岩田亨の短歌工房 -斎藤茂吉・佐藤佐太郎・尾崎左永子・短歌・日本語-

短歌・日本語・斎藤茂吉・佐藤佐太郎・尾崎左永子・社会・歴史について考える

「詩人の聲」:2014年7月

2014年07月31日 23時59分59秒 | 短歌の周辺
天童大人プロデュース「詩人の聲」2014年7月

1、紫圭子 (第29回公演)7月4日 於)ギャルリー東京ユニマテ

 紫は愛知の詩人。「聲」を聞くのは3回目か。今までは、日本の伝統的神をたたえる詩が多かったが、今回はそういう素材の詩はなかった。だが作品は紫らしさが出ている。

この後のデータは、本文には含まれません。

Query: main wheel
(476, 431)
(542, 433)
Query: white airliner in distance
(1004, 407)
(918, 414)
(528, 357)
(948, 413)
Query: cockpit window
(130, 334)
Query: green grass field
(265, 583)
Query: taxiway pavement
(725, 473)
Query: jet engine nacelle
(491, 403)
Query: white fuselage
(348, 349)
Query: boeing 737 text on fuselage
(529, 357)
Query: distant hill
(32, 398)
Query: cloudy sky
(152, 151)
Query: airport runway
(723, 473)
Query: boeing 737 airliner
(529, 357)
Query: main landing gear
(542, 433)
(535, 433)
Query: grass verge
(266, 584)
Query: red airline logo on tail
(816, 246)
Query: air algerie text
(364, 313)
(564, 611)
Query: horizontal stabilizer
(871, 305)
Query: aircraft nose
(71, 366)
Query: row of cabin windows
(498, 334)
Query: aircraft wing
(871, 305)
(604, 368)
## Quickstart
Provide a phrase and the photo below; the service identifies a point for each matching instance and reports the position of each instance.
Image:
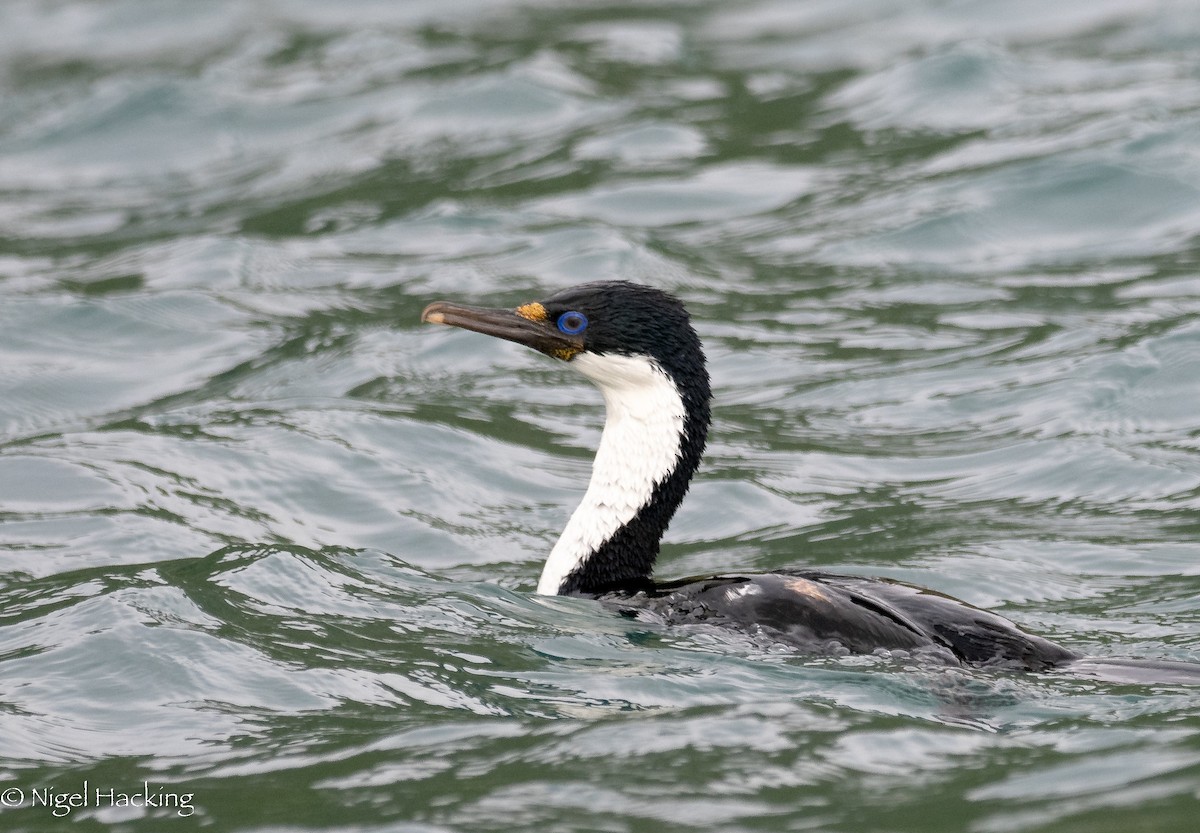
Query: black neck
(625, 562)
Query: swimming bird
(636, 343)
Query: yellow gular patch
(534, 311)
(805, 587)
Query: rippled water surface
(268, 545)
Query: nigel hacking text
(61, 802)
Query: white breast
(639, 448)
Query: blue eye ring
(573, 323)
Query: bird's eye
(573, 323)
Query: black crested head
(630, 319)
(637, 345)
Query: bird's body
(636, 343)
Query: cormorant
(637, 345)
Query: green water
(268, 545)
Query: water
(268, 545)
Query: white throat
(639, 449)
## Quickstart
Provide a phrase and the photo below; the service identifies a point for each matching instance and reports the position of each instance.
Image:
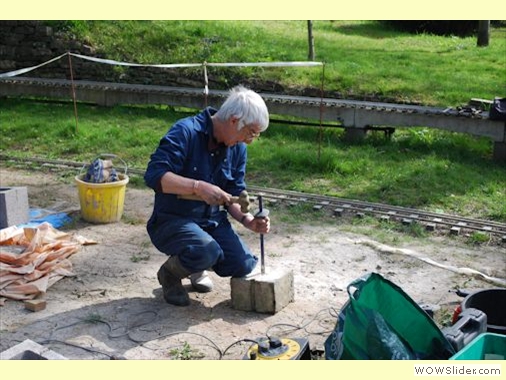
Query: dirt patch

風格があり、リズムが快い。文語をまじえた重厚な作品だった。全作品を通じて、自然への祈り、自然との一体化、が感じられた。立葵、花など自然を素材としたものが多かったためだろうか。


2、天童大人(第43回公演)7月5日 於)カシュカシュダール

 イタリア、アフリカ、中東を素材とした作品が読まれた。聲の力を感じさせ、また、聲の命を感じさせた。重厚な作風。これは天童の独壇場だ。特に、「時を越えて」「青ざめた顔」「ウォルタービットの雪」「バビロン詩篇」は圧巻だ。作品の重厚さは、声の重厚さからきているのか。これは紫にも共通している。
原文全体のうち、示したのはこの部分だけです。